Nestled at the edge of the arid Great Basin and the snowy Sierra Nevada mountains in California, Mono Lake is an ancient saline lake that covers over 70 square miles and supports a unique and productive ecosystem. The lake has no fish; instead it is home to trillions of brine shrimp and alkali flies. Freshwater streams feed Mono Lake, supporting lush riparian forests of cottonwood and willow along their banks. Along the lakeshore, scenic limestone formations known as tufa towers rise from the water's surface. Millions of migratory birds visit the lake each year.



I came in from the south and east through a great high pass loaded with big fir and remnants of the logging era. Several interpretive plaques explained the role of the lake area in early wood production. Although all the "big" trees are long gone, there were a few older ones that were impressive.


Further along the Tufa area appeared, a very interesting trail near the shore through all the formations!




I found a nice quiet County park on the north end of the lake, great place to boondock for the evening.

A three mile walk the next morning led me to a high plateau overlooking the lake, with a small community graveyard.  Most headstones were either modest or "hand-made".

I did some birding that morning, predominantly robins & cowbirds, along with a few Wilson's warblers.

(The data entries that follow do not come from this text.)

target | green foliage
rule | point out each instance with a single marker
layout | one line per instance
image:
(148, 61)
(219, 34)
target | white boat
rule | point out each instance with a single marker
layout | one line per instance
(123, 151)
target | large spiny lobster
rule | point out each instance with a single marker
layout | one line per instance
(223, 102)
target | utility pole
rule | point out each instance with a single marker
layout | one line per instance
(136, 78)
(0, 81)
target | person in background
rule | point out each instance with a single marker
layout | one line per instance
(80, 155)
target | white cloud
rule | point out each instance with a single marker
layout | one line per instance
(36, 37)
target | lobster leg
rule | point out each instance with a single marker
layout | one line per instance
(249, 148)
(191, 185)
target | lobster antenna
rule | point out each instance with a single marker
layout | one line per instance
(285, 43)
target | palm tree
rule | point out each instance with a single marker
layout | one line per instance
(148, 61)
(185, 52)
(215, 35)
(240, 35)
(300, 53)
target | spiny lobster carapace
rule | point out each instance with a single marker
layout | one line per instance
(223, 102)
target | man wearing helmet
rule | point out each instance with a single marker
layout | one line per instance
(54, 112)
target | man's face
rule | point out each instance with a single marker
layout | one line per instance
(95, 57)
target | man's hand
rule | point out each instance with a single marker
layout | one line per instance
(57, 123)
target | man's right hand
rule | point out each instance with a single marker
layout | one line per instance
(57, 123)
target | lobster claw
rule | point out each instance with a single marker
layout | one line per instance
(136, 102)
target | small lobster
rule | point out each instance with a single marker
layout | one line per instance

Nearer the shore, I saw a few of those birds the lake is well known for:




Later that morning, I drove back along the highway and enjoyed even more the backdrop of the Sierras in the morning light!

1 comment:

Nathan Fry said...

The blog is great, Dad! The texts are fun but it's super nice to get the "full picture" on your site! I'm happy to know how happy you are out there adventuring and slowing down time. Love you.